We can't be friends with everybody. That would dilute the meaning of friendships. But we should be open to friendships that develop. Maybe we should even seek them out as the ultimate way to change the world.
One of the core values of Same Kind of Different as Me by Ron Hall and Denver Moore that a book group discovered was the authentic friendship that developed between the upper middle class do-gooder and the homeless artist that he unwittingly befriended. But in all the discussion that ensued about how we can take part in the life changing work that makes the book so compelling, no one touched on befriending a homeless person as a way to go.
We have mentor programs and big brother and big sister programs, but not friend programs. Because I guess it doesn't work that way. I even tried to develop a frientor program one time: no takers.
But we can't stick our stake in the ground and proclaim that "we aren't here to make friends" either.
I went on a college visit last week and was fortunate enough for my daughter to spend some time with some friends at the school we were visiting.
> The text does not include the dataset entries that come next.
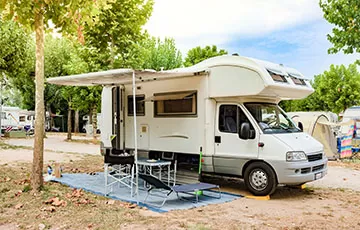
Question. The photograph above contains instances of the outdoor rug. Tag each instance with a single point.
(96, 184)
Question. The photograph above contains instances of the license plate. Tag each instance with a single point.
(318, 176)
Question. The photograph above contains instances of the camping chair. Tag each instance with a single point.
(166, 190)
(172, 157)
(121, 172)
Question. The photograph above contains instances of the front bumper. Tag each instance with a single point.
(294, 173)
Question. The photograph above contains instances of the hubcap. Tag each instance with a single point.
(258, 179)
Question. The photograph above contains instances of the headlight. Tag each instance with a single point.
(296, 156)
(102, 148)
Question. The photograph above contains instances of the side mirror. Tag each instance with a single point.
(301, 127)
(244, 131)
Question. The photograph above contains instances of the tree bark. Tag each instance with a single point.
(69, 124)
(38, 154)
(94, 121)
(76, 128)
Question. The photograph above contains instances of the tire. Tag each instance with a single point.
(260, 179)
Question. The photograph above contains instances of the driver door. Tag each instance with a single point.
(232, 152)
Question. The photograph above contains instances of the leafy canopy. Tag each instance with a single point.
(335, 90)
(157, 54)
(198, 54)
(344, 14)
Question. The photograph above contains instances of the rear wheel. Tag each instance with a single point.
(260, 179)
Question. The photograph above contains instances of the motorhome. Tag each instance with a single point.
(27, 120)
(86, 127)
(226, 107)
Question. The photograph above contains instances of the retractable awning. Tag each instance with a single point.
(119, 77)
(172, 96)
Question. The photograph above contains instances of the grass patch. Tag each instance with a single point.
(7, 146)
(86, 211)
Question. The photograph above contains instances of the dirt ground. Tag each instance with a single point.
(330, 203)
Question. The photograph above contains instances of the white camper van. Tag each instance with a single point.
(10, 118)
(87, 124)
(227, 106)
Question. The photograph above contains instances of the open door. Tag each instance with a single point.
(118, 127)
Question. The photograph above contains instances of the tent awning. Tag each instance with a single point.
(118, 77)
(173, 96)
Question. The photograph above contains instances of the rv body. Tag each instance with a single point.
(214, 102)
(10, 118)
(87, 123)
(225, 107)
(27, 120)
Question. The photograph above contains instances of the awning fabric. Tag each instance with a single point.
(118, 77)
(173, 96)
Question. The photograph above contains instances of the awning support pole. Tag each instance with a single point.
(135, 140)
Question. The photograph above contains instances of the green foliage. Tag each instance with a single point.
(112, 40)
(17, 62)
(344, 14)
(339, 87)
(335, 91)
(156, 54)
(67, 16)
(199, 54)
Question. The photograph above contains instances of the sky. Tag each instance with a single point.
(290, 32)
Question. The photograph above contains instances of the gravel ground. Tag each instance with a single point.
(58, 143)
(339, 177)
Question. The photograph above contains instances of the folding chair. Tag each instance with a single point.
(166, 190)
(121, 171)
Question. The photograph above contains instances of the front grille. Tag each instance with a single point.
(317, 168)
(305, 170)
(314, 157)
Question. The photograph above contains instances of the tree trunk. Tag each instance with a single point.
(94, 121)
(38, 155)
(76, 128)
(69, 124)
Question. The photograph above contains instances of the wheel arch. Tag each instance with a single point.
(261, 161)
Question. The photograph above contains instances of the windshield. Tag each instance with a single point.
(271, 118)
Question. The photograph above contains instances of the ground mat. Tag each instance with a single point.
(96, 184)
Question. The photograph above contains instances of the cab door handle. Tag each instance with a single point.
(217, 139)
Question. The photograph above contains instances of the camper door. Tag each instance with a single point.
(231, 151)
(112, 117)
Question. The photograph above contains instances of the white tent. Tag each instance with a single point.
(322, 126)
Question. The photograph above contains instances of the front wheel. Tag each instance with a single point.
(260, 179)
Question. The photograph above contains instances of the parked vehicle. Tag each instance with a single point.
(226, 106)
(27, 120)
(87, 124)
(10, 118)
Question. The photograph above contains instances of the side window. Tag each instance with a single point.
(140, 105)
(22, 118)
(175, 104)
(230, 119)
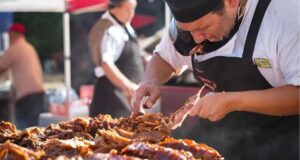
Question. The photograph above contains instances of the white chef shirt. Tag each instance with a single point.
(113, 42)
(278, 41)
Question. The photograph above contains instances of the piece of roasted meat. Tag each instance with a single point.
(10, 151)
(153, 151)
(143, 136)
(69, 148)
(200, 151)
(8, 131)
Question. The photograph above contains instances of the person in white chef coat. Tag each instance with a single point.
(116, 55)
(246, 53)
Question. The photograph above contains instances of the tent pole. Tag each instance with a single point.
(67, 54)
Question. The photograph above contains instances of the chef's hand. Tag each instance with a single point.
(214, 106)
(149, 90)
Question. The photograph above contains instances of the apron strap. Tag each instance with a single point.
(254, 27)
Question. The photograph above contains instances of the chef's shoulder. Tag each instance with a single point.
(287, 12)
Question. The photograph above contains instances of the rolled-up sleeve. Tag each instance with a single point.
(290, 58)
(109, 49)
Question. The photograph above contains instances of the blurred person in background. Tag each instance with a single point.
(21, 60)
(116, 54)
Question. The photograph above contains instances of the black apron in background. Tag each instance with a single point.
(107, 98)
(245, 135)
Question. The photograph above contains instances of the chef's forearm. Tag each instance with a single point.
(276, 101)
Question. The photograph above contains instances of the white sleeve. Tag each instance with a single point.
(168, 52)
(111, 48)
(289, 57)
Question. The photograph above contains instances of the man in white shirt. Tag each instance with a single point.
(116, 54)
(247, 54)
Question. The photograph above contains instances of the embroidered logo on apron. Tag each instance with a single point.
(262, 63)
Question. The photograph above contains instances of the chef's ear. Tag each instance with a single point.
(231, 3)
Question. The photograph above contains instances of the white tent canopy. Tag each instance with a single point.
(32, 6)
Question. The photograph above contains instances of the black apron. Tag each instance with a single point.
(107, 98)
(245, 135)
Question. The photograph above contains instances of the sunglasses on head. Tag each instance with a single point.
(184, 43)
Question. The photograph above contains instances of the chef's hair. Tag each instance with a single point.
(117, 3)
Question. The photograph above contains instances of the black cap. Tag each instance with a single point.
(191, 10)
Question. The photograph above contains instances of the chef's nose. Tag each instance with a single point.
(198, 36)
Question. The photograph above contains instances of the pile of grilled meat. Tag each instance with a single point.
(101, 138)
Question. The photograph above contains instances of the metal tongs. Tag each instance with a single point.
(176, 118)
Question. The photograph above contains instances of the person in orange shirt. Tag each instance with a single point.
(22, 61)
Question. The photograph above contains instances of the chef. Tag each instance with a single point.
(246, 53)
(116, 54)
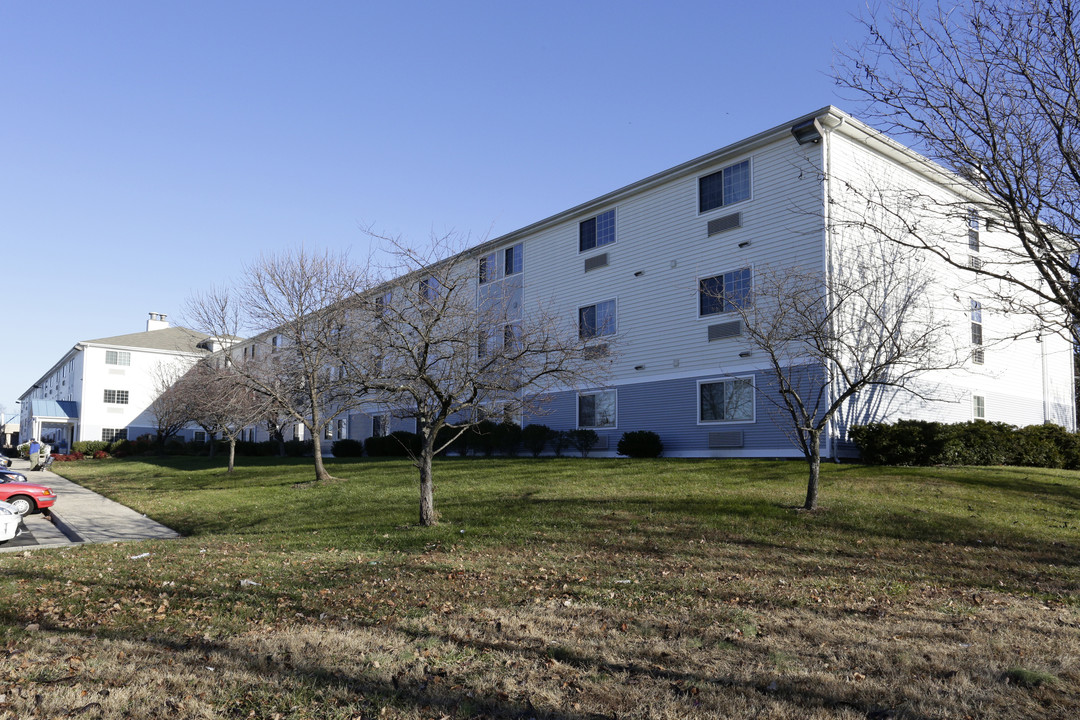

They became friends because they were in her youth group and because I had been on mission trips with them and because my wife has become great friends with one of the girl's mother.
All because of the church.
As one church pulled up to unload all of it's stuff at the community outreach program, a couple of friends from another church pulled up and picked up their friend to go and do a project in a community garden.
Programs and friends doing stuff together. Two different ways to go. Which one has the best chance to make a difference? Which one do we focus on more?
We're here to make friends. Me with you. You with each other. And them with us.